The South African Competition Tribunal has conditionally approved the proposed acquisition of MultiChoice Group Limited by French media giant Canal+, subject to an extensive package of public interest and competition-related commitments.
The decision allows Canal+ to acquire up to 100% of MultiChoice’s shares it does not already own—having previously built a stake of just over 45%. The Tribunal’s approval comes after a fast-tracked hearing in mid-July, where stakeholders including the Competition Commission, Department of Trade, Industry and Competition, Media Monitoring Africa, and Pambili Media raised concerns related to media diversity, ownership, and fair access.
Key Conditions Imposed
- No job losses in South Africa for at least three years as a result of the merger.
- LicenceCo, which holds MultiChoice’s broadcasting licence, will be carved out and remain locally owned, with majority shareholding going to Historically Disadvantaged Persons (HDPs) and workers through enhanced ownership by Phuthuma Nathi, new HDP shareholders, and an employee trust.
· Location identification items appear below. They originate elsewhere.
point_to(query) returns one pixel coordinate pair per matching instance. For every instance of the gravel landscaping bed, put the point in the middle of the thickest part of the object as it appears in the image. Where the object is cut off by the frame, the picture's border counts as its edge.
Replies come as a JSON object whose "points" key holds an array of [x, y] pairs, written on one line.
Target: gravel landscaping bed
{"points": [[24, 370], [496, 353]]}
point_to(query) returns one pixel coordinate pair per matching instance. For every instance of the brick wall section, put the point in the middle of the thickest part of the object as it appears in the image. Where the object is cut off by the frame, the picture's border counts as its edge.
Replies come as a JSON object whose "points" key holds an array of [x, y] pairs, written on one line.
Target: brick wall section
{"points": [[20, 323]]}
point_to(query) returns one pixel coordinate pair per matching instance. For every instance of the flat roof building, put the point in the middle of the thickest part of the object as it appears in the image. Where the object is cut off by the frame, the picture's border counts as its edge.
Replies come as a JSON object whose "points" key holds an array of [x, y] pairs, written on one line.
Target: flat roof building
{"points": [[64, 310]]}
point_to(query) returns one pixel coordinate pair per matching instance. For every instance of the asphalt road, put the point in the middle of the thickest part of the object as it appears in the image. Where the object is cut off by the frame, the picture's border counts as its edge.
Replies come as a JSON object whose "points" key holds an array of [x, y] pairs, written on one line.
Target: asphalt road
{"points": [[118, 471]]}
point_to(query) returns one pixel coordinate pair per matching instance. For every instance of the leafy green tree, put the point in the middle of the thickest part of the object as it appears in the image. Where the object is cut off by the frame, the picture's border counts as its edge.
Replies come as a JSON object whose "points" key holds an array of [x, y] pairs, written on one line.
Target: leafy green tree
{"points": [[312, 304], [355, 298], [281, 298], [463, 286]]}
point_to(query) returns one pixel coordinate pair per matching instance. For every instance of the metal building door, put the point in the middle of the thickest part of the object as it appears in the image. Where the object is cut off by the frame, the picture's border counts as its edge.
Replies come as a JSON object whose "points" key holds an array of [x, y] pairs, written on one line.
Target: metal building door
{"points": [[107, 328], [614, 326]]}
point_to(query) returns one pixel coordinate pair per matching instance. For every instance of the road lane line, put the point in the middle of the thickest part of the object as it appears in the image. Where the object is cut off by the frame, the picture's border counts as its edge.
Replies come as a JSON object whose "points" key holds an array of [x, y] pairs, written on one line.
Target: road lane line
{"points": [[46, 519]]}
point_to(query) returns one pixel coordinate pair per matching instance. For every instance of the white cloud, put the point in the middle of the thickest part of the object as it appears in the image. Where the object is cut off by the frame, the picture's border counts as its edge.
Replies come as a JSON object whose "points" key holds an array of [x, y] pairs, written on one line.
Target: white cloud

- Canal+ will not control LicenceCo, in compliance with broadcasting laws that restrict foreign control.
- Local content investment, HDP procurement, and support for small businesses will be ramped up, with confidential spending targets agreed.
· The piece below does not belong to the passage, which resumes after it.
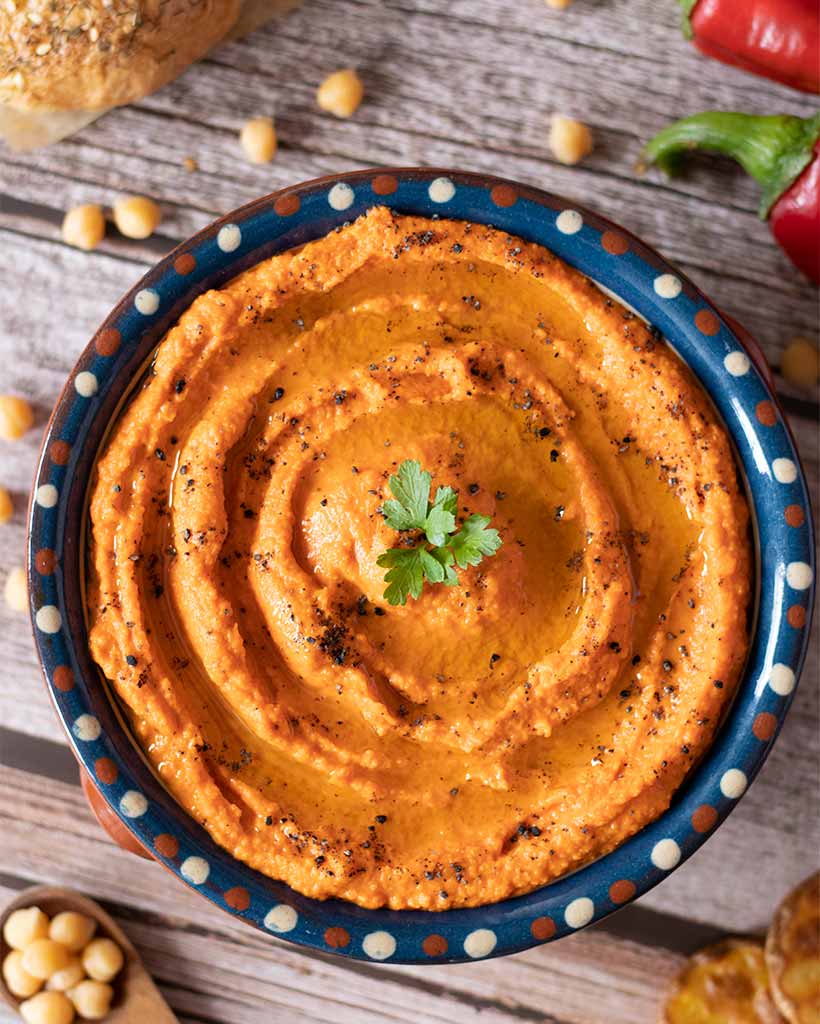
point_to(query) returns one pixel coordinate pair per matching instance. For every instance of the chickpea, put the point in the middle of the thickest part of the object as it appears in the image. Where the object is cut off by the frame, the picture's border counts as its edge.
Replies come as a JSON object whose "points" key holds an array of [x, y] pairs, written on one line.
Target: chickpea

- Corporate social initiatives like the DStv Diski Challenge and MultiChoice Talent Factory will receive additional funding.
- Support for South African content export and training under the Canal+ University Programme.
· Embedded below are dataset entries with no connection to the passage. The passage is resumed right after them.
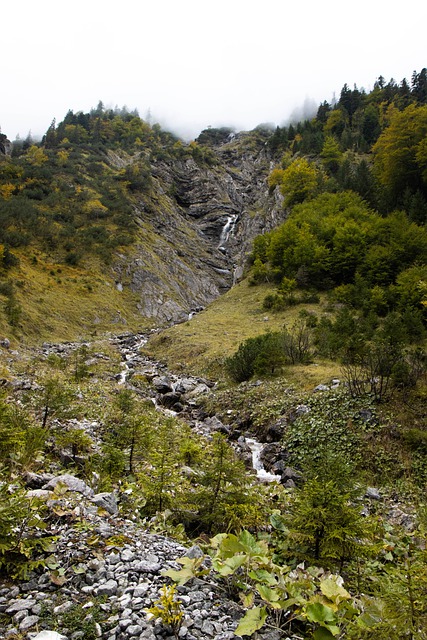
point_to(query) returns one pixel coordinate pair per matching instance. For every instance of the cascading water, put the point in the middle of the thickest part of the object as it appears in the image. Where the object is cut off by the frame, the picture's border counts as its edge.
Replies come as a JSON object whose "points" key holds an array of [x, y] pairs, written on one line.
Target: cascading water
{"points": [[256, 449], [227, 231], [128, 356]]}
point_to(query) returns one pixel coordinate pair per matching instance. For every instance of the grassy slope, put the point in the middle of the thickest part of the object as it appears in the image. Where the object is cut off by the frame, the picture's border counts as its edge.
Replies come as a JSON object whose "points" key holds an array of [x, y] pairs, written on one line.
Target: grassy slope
{"points": [[201, 344], [60, 303]]}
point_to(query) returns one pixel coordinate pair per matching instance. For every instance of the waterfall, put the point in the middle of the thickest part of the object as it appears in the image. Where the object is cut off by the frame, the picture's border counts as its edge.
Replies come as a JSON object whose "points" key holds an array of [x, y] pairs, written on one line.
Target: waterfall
{"points": [[256, 448], [227, 231]]}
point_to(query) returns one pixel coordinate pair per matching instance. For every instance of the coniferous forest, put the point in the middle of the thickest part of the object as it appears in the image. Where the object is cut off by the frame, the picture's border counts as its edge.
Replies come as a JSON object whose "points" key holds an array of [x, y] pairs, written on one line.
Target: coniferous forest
{"points": [[163, 304]]}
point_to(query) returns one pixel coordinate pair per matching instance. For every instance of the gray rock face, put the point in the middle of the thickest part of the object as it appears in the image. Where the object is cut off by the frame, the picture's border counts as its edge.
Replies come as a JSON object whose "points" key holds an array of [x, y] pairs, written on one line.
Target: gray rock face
{"points": [[196, 243]]}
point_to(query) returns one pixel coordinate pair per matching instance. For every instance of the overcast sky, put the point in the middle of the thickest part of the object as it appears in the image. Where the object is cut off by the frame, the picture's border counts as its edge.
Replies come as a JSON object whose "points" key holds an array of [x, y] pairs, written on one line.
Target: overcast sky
{"points": [[195, 63]]}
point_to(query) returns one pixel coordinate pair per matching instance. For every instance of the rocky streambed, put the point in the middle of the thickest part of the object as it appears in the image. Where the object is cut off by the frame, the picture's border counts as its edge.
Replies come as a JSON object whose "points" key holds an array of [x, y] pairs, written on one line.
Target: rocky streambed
{"points": [[105, 569]]}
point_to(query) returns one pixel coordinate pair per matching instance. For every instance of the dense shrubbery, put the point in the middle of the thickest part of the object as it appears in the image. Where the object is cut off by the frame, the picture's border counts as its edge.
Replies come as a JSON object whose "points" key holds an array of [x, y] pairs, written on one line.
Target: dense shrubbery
{"points": [[268, 353]]}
- Free-to-air rights to international sporting events involving South African teams must be offered to national broadcasters on fair terms.
- SABC News channel will continue to be carried by DStv for another five years on no less favourable terms.
While the Competition Commission supported the merger, the Tribunal enhanced several conditions to strengthen enforceability and monitoring.
The full set of conditions is binding, with implementation subject to oversight by the Commission.